L’A.1 – il quale comporta, come il 2 e il 3, un cambiamento – va legato strettamente al contesto, varia a seconda del contesto, assume significato entro un contesto. Gran parte dell’apprendimento scolastico è di questo tipo: basti pensare al contesto – il più delle volte rituale – della interrogazione, la quale verte quasi sempre su un argomento già noto a chi pone le domande, e alle quali l’allievo risponde come se dovesse spiegare all’altro cose a quello ignote. Per fare un altro esempio di chiara percezione della crucialità del contesto, pensiamo a una rappresentazione teatrale: entra in scena un personaggio che punta la pistola su un altro attore: è altamente probabile che nessuno tra gli spettatori andrà a chiamare la polizia.

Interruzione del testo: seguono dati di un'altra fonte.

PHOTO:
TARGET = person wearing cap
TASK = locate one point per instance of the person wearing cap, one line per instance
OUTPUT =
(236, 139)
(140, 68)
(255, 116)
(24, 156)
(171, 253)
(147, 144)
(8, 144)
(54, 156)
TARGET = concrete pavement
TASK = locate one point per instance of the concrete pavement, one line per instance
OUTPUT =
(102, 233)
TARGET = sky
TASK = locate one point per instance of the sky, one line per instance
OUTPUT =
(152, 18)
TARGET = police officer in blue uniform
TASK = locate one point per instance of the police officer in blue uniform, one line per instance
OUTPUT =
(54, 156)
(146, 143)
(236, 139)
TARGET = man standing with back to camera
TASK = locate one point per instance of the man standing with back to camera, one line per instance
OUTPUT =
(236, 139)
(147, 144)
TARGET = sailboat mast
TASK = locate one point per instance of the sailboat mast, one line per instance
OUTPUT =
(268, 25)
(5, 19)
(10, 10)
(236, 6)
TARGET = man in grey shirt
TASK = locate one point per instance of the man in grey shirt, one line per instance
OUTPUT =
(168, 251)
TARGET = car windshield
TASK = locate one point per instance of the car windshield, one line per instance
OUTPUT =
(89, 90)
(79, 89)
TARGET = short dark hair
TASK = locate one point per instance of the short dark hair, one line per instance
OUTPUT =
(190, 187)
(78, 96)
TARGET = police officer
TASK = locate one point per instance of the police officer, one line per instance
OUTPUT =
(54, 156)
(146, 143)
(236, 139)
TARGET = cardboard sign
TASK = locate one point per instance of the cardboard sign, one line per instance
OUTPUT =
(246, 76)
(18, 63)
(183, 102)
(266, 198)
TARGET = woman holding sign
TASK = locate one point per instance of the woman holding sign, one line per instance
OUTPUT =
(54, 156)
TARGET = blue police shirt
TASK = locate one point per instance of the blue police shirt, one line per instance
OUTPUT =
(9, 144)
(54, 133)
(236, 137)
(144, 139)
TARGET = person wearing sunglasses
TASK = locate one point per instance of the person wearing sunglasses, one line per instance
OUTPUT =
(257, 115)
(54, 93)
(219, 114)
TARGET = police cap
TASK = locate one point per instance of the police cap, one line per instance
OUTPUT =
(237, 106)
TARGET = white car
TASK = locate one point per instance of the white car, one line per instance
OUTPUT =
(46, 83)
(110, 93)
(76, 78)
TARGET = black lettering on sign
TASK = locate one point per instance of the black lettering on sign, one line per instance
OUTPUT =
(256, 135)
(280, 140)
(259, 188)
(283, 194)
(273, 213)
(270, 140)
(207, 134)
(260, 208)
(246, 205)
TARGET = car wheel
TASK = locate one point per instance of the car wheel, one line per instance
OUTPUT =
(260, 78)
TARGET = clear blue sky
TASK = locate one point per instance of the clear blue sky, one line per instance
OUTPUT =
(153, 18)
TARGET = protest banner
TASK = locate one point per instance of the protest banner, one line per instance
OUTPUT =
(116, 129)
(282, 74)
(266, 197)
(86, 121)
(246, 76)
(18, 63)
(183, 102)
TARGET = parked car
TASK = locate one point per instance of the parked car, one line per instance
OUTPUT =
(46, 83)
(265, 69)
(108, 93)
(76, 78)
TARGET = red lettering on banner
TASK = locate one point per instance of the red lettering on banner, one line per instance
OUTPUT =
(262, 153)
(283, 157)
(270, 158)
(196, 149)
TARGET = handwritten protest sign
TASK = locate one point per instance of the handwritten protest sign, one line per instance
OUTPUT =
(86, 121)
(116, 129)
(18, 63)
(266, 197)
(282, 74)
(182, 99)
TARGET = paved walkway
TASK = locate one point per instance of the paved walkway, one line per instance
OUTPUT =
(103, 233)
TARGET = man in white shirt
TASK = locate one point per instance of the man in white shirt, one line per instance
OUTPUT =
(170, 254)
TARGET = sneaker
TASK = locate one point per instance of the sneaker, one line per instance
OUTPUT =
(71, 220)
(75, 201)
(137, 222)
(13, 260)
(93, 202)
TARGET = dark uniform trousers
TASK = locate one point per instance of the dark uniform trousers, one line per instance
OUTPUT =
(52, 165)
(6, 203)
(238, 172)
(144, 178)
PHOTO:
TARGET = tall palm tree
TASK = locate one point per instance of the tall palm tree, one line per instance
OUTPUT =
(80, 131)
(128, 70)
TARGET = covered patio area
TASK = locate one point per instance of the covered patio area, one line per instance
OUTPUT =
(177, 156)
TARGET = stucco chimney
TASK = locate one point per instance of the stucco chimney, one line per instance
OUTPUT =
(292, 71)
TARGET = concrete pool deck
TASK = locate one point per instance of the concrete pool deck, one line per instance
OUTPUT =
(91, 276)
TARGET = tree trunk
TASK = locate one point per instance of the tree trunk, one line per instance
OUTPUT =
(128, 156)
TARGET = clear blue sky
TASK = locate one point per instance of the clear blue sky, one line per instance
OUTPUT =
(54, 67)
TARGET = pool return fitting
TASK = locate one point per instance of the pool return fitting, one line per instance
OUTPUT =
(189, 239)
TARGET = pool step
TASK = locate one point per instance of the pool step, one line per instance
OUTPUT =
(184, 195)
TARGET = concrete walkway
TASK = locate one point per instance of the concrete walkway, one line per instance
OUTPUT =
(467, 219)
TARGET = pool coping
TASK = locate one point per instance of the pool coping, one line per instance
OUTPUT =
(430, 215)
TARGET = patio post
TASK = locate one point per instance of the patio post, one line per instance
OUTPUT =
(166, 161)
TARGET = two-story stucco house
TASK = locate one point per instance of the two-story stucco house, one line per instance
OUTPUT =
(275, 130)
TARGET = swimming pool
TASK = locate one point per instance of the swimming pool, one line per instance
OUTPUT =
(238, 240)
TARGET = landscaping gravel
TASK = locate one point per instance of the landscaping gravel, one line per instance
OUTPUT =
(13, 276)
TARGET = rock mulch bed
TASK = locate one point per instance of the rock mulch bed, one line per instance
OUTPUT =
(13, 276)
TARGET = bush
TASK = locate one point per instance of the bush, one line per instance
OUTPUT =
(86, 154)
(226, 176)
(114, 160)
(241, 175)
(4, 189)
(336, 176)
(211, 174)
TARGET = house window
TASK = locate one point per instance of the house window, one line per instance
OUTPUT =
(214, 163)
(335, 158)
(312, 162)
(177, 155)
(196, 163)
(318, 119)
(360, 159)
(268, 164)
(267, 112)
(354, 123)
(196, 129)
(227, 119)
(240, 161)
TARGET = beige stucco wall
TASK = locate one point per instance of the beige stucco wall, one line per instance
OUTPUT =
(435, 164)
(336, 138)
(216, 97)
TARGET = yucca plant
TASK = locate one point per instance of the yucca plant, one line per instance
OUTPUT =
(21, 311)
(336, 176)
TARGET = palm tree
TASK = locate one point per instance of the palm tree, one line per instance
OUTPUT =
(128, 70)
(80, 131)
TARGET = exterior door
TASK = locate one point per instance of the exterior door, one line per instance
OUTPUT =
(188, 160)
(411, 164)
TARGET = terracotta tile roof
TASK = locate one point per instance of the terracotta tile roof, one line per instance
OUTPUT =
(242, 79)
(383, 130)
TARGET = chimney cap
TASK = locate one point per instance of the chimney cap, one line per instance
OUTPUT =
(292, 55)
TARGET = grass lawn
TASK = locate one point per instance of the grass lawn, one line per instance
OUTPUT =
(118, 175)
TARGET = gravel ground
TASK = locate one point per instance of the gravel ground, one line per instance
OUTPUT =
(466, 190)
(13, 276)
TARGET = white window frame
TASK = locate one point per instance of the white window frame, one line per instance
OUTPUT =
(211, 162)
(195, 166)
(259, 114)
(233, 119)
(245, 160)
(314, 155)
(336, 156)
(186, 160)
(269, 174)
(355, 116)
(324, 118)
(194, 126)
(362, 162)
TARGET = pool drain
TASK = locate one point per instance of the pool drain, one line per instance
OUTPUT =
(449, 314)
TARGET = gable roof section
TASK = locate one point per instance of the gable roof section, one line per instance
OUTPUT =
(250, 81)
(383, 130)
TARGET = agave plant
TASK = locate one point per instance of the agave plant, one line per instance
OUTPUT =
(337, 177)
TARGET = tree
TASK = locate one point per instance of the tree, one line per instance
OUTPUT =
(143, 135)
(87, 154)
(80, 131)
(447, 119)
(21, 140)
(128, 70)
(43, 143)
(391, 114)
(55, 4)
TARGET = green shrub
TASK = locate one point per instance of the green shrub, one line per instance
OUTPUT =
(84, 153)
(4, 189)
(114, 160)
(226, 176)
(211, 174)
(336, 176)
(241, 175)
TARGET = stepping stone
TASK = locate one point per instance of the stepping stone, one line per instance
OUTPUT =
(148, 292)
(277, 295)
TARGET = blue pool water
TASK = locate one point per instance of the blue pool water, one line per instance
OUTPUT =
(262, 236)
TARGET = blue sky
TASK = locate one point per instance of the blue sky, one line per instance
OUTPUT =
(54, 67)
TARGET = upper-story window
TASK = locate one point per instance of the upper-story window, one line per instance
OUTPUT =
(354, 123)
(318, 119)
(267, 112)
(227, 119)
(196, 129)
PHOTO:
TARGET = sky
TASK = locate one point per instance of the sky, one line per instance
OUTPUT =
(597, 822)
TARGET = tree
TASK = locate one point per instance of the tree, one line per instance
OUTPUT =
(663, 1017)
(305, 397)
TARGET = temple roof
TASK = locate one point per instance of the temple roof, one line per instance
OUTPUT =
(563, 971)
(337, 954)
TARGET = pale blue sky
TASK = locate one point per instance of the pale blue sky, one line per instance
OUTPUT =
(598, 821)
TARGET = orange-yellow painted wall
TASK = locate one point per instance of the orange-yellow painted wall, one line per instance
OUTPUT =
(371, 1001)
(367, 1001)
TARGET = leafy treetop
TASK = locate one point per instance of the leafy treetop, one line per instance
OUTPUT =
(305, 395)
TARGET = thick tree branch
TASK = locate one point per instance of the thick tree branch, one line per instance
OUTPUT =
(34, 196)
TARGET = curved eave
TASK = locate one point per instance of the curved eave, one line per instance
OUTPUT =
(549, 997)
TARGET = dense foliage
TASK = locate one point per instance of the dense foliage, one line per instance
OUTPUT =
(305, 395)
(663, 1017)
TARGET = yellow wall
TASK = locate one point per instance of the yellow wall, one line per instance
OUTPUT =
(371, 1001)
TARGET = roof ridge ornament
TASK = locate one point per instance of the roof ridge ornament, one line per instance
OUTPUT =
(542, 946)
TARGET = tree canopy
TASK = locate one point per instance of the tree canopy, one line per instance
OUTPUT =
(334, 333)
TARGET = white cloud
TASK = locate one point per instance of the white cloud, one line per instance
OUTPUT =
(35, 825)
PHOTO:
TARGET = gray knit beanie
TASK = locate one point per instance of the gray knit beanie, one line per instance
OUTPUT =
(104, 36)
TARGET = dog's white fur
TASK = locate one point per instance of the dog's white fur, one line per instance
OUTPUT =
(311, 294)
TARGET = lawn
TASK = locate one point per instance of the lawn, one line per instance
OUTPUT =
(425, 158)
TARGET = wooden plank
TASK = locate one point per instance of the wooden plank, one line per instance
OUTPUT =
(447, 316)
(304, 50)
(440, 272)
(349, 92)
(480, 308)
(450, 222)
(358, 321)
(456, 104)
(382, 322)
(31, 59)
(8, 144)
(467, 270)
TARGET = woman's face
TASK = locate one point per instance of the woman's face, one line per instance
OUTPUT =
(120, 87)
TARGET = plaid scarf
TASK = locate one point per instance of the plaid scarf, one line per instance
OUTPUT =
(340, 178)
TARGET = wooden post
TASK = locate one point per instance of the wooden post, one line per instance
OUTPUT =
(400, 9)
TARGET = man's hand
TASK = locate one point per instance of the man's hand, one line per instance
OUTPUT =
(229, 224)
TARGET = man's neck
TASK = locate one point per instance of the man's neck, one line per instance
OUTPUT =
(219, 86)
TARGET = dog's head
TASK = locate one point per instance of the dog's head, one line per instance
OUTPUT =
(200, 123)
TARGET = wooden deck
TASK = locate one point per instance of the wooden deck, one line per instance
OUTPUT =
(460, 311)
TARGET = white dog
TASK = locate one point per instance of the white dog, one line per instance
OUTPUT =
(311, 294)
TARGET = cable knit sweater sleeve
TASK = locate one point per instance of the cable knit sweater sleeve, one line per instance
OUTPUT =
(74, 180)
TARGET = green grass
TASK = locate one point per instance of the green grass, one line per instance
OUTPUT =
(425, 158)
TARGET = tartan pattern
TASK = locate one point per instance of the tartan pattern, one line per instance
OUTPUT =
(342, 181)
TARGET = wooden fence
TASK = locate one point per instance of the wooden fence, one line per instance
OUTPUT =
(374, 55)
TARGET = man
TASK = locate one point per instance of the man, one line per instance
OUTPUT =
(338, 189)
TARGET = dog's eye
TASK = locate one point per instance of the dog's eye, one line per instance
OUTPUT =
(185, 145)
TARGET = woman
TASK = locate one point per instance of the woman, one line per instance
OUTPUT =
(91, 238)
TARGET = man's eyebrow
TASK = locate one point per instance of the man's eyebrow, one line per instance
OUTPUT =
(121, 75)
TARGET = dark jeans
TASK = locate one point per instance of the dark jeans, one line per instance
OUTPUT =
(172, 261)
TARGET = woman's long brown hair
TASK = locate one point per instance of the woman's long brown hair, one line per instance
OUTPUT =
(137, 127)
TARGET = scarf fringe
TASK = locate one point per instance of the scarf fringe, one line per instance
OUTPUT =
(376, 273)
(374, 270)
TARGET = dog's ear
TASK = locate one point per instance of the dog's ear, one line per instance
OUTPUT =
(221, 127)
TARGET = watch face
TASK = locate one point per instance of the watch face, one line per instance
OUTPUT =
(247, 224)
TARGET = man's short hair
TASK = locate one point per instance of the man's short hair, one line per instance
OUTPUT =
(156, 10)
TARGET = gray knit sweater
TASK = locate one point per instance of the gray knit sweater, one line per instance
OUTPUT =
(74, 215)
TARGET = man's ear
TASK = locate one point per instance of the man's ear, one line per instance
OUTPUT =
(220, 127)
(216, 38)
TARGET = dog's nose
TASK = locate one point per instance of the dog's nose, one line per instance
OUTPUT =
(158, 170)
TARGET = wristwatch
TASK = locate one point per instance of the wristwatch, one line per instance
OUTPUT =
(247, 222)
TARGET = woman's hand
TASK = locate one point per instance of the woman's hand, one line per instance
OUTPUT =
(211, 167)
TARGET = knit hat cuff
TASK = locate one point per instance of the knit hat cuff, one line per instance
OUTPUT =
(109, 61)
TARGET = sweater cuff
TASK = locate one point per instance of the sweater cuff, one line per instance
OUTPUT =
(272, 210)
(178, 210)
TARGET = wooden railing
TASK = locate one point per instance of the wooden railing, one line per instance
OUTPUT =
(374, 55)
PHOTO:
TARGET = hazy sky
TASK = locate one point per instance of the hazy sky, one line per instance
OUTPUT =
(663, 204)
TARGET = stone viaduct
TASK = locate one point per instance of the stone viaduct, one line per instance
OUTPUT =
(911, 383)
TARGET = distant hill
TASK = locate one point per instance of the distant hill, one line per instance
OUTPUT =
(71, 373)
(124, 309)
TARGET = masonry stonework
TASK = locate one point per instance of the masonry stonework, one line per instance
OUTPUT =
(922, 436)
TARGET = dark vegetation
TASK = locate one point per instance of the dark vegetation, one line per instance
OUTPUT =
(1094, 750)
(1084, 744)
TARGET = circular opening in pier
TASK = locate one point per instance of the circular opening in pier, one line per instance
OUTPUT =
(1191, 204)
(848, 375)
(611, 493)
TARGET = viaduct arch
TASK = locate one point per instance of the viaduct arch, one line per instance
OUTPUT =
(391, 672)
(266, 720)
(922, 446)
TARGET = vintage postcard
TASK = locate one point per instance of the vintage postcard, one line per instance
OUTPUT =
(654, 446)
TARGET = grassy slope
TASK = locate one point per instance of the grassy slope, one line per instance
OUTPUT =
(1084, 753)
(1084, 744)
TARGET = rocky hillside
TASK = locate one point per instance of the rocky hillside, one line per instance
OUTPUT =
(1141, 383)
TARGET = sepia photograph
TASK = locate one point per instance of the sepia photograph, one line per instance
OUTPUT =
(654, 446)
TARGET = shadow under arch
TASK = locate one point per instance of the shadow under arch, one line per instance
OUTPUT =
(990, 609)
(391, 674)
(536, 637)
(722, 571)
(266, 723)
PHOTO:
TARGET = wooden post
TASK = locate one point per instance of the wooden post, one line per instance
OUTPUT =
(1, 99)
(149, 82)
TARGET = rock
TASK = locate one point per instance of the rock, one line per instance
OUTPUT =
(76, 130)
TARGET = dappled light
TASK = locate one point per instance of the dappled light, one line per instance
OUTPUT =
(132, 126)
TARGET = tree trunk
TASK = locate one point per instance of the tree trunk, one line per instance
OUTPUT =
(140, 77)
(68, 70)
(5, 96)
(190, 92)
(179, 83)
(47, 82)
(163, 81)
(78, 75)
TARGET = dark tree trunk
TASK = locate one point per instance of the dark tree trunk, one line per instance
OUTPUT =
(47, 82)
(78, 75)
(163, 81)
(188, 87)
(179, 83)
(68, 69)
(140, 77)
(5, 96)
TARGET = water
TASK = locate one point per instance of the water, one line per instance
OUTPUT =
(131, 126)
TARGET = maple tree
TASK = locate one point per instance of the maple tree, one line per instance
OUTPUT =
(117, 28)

Perché un apprendimento venga non soltanto acquisito ma si configuri anche come cambiamento, il contesto deve essersi ripetuto una o più volte, anche attraverso variazioni non sostanziali e con il ricorso a più strategie (come avviene, ad esempio, nell’insegnamento dell’addizione: blocchi logici, materiale concreto, scrivendo i numeri in colonna, e così via), e deve essere mantenuto costante entro un tempo necessario (nessun bambino imparerà ad addizionare numeri dopo una semplice, unica, spiegazione). Chi è inserito nel contesto esplicativo e di esercizio – il quale si ripete identico o attraverso variazioni solamente formali – verrà messo in grado di riconoscerne le caratteristiche; ancor più le riconoscerà se potrà avvalersi di confronti con altri contesti, dei quali impari a percepire la differenza. A questo livello, dunque, si impara a confrontare una certa informazione con informazioni analoghe, nel tempo: il tempo è infatti una variabile fondamentale dell’A.1.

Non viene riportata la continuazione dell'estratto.